Over 100 members, past and present, joined forces to celebrate the 60th anniversary of Mosaic Reform, formerly Middlesex New Synagogue.
Photos of events over the years, including rabbis, weddings and founders, lined the walls of the synagogue in Bessborough Road on October 20th. Among the guests were long-standing synagogue supporters Alderman Keith Toms and Harrow’s deputy mayor Cllr Ghazanfar (cor) Ali.
Alex Gerlis interviewed Ann Simon, whose father was founder chairman. She has worked as secretary and administrator at the synagogue for over 30 years and with six rabbis.
She spoke of Mosaic’s history, from a small group from West London Synagogue, first meeting in a Wembley church hall, then moving to the then girls’ school based on our current site, as well as the future plans to move to new premises.
She said: “When the community started it was more important to have a rabbi than premises, a very brave decision. I don’t really know why we came here. It was never really a Jewish area.”
She also spoke of the characters who stood out, like rabbi Lionel Blue, who was so “looked after” by the women, they even ironed his shirts and how he treated her to her first ice-cream soda on her birthday.
She said: “He was so amazing for the community, his impact far outweighed the short time he was with us, only three years.”
How congregants struggled to understand Rabbi Simon Franses’ Greek accent.
She spoke of a community who had “given unstintingly of their time. This community, from day one, has been blessed by its volunteers and by a group of people who set up this community off the beaten track. It needed real visionaries.

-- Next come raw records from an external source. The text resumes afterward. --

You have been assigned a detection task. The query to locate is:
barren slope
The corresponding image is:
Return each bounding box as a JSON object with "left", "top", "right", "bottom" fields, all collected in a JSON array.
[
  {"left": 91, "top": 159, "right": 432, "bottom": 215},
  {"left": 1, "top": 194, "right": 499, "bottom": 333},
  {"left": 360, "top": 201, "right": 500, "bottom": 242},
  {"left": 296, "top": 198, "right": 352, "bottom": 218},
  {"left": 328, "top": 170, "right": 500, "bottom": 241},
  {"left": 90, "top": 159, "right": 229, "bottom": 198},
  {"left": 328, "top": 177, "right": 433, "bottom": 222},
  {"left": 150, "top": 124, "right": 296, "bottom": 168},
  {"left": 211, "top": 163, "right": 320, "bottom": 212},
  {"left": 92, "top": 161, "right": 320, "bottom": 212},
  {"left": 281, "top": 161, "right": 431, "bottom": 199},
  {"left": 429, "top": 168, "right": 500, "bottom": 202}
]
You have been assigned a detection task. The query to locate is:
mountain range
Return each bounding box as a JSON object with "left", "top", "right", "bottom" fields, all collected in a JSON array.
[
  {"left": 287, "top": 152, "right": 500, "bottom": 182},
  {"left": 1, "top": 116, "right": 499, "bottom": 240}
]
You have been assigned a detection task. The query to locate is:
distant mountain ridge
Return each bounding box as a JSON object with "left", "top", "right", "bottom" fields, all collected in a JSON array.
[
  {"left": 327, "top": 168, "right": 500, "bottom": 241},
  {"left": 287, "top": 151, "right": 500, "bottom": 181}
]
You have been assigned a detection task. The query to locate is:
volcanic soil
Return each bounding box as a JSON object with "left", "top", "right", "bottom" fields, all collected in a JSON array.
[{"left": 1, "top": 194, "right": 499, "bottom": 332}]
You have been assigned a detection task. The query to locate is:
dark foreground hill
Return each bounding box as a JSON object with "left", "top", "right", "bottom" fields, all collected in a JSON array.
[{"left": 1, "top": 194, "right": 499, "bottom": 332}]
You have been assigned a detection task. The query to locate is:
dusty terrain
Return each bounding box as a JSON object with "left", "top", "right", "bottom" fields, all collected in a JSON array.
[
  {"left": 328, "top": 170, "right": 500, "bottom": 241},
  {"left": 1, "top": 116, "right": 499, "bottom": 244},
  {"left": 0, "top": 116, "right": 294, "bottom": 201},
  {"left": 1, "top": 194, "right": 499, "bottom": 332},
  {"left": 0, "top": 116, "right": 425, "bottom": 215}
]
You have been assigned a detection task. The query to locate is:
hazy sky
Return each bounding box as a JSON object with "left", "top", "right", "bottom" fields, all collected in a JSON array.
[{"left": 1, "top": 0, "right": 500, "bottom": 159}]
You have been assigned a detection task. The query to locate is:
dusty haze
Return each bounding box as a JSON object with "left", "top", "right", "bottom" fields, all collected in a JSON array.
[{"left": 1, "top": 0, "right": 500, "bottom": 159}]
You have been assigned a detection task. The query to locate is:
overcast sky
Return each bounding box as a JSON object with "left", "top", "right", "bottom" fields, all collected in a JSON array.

“We have been lucky to have the leaders of today who have built on the leaders of yesterday. This community will go from strength to strength because we have the people who will make it work. This is a people place.”
Mosaic Reform’s rabbi Kathleen de Magtige-Middleton praised the “faith and dedication of founder members, achievements of our rabbis and hard work” of everyone involved over the past 60 years.
She said: “This community was always more than a group of friends from West London.”
Speaking about plans to move to new premises, she added: “ We are a community that is not afraid to change and adapt to the needs of the moment.”
Mosaic Reform chairman Lawrence Chadwick thanked everyone involved for their hard work and Cllr Ali said how delighted he was to be involved with Mosaic and praised the local community for its inter-faith work.
He said: We should all live in peace and harmony help each other. I pray Harrow will become a beacon to other boroughs and countries.”
There was also, of course, plenty of food as well as entertainment from resident musicians and members, the Plonkers and a hilarious performance from Howard Berger, a wonderful sketch from Harry Grant and Michael Barnett and songs from the religion school.
Thanks must go to Jane Prentice and her fantastic team for an incredible spread, which even included a retro table and Benje Noble as master of ceremonies.